A key tenet of Islam is ritual prayer five times each day. To prepare, one must purify oneself by washing hands, face, head, and feet--three times up to the ankle. Since few public toilets offer a convenient place for washing, the faithful resort to the sinks. Result: water everywhere! Nobody likes it. I took this photo at the Istanbul airport.
A quick google while last in the US taught me that we non-Muslims don’t tolerate it very well, either. Any number of news articles railed against the mess, the practice, and the affrontery to be so public on “our” turf.

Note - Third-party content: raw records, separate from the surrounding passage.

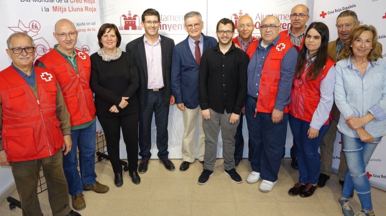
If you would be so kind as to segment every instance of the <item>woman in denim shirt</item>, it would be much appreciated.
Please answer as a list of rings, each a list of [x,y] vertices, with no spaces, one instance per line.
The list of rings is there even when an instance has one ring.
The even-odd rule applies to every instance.
[[[354,29],[336,66],[335,99],[340,111],[346,172],[338,201],[344,215],[353,215],[348,198],[355,189],[362,210],[355,215],[374,215],[370,182],[365,167],[386,133],[386,63],[372,26]]]

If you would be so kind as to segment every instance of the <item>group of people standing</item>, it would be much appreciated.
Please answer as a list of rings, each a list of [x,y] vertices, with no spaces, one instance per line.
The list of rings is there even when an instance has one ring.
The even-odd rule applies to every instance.
[[[252,36],[255,27],[249,16],[238,20],[234,38],[235,24],[223,18],[216,27],[218,42],[202,34],[201,15],[192,11],[184,17],[188,36],[175,45],[158,34],[159,14],[149,9],[141,16],[145,34],[128,43],[126,52],[120,48],[117,26],[105,24],[98,33],[100,49],[89,57],[74,49],[77,32],[62,19],[55,27],[58,44],[35,66],[32,39],[12,34],[7,50],[12,65],[0,72],[0,165],[12,166],[23,215],[41,214],[36,187],[41,165],[53,215],[80,215],[71,210],[65,198],[69,193],[73,207],[79,209],[85,207],[83,190],[109,190],[95,180],[95,114],[116,186],[122,186],[124,178],[121,129],[129,176],[140,184],[138,173],[147,171],[151,156],[153,114],[160,163],[174,170],[168,158],[167,124],[169,106],[176,103],[184,128],[181,171],[196,159],[198,121],[197,152],[203,167],[199,184],[213,174],[220,129],[224,174],[242,182],[236,168],[242,159],[245,116],[252,168],[246,181],[261,179],[260,191],[272,190],[289,122],[291,165],[299,169],[299,179],[288,193],[311,196],[329,178],[338,129],[340,163],[345,164],[339,170],[342,213],[354,215],[349,198],[355,189],[362,208],[355,215],[374,215],[365,169],[386,132],[386,63],[376,31],[359,26],[355,13],[345,11],[337,18],[339,38],[328,43],[325,24],[306,26],[307,6],[296,6],[290,17],[291,28],[280,32],[279,20],[266,17],[260,38]]]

Back in April I sat barefoot and cross-legged on a chapel floor and listened before a lovely stained glass of Jesus washing Peter’s feet. I could hear the collective gasp as Jesus took up the basin and wrapped himself in servant’s towel. I regarded my own feet and Peter’s protest welled up in me. The event is pregnant with Jesus’ magnificent humility as he stoops from eternity to lovingly attend to the stuff that clings after a day of following him, but it also speaks of our human need for purification to be fit to rest in his presence. Those weary men needed washing, but there was no one to do it until the Lord of the Universe displayed such love.
Islam requires clean feet to come to God’s presence, but provides no one (and often no place) to wash them. And the rest of us are irritated by the mess. I wonder—how can you, how can I serve as foot-washer to a Muslim neighbor? What act of grace, what gentle humility, what open acknowledgement of a need would provide winsome, even provocative relevance that would draw her into the presence of Jesus himself?